En 1942, cuando el mundo oye hablar por primera vez de la prodigiosa penicilina, el rey Jorge VI concede a Fleming el título de caballero británico. Era desde ese momento Sir Alexander y entraba a formar parte de la nobleza de Inglaterra por gracia del real decreto. La nobleza, sin embargo, estaba en él, mucho antes de que el soberano de su patria la reconociera, por ley de la naturaleza; nobleza del intelecto y nobleza del alma.
Otro de los galardones que el descubridor de la penicilina conquistara fue el Premio Nobel de Fisiología y Medicina de 1945, que compartió con los doctores Walter Florey, su colaborador en la investigación bacteriológica, y Ernest B. Chain, que también participó en los trabajos para aislar el moho penicillium, esto, es, en la tarea de hacer de éste un antibiótico contra los gérmenes patógenos de muchas enfermedades. Porque si la penicilina como medicamento, como instrumento antibacteriano, nace en 1942, el descubrimiento primordial, el conocimiento de que existía una substancia capaz de neutralizar la acción de estafilococos, data de 1929, año en que Fleming realiza el hallazgo del hongo penicillium.
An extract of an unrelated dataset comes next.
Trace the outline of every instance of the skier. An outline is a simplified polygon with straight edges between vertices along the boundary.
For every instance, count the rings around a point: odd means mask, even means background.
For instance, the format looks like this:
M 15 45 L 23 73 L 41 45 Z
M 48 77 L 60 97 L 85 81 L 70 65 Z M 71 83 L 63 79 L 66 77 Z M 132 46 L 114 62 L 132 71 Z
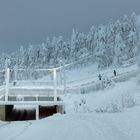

Esta gloria, pues, pertenece por entero al gran investigador escocés, y nadie puede disputársela: trece años antes de que la ciencia médica pudiera contar con uno de los más poderosos auxiliares de la terapéutica moderna, Fleming pronunciaba ya la posibilidad cierta de obtenerlo al observar sobre un plato de agar infestado de estafilococos que una misteriosa substancia estaba librando singular y victoriosa batalla contra las mortíferas bacterias. Era el hongo penicillium, así identificado por su descubridor.
Uno de los primeros beneficiados con la penicilina fue el propio Fleming: atacado de neumonía, enfermedad que mataba al 80 por ciento de los enfermos antes de la existencia del maravilloso antibiótico, se vio libre del mal en unas pocas horas luego de la aplicación de la droga.
Era quizá el mejor premio que podía recibir el descubridor de la penicilina, el hombre cuya vida ha sido una perpetua, hermosa, abnegada e inspiradora dedicación a la de todos sus semejantes; una vida que tiene el pleno sentido postulado por Ambrosio Paré: “La medicina no se ha concebido para provecho del médico, sino para bien del enfermo”.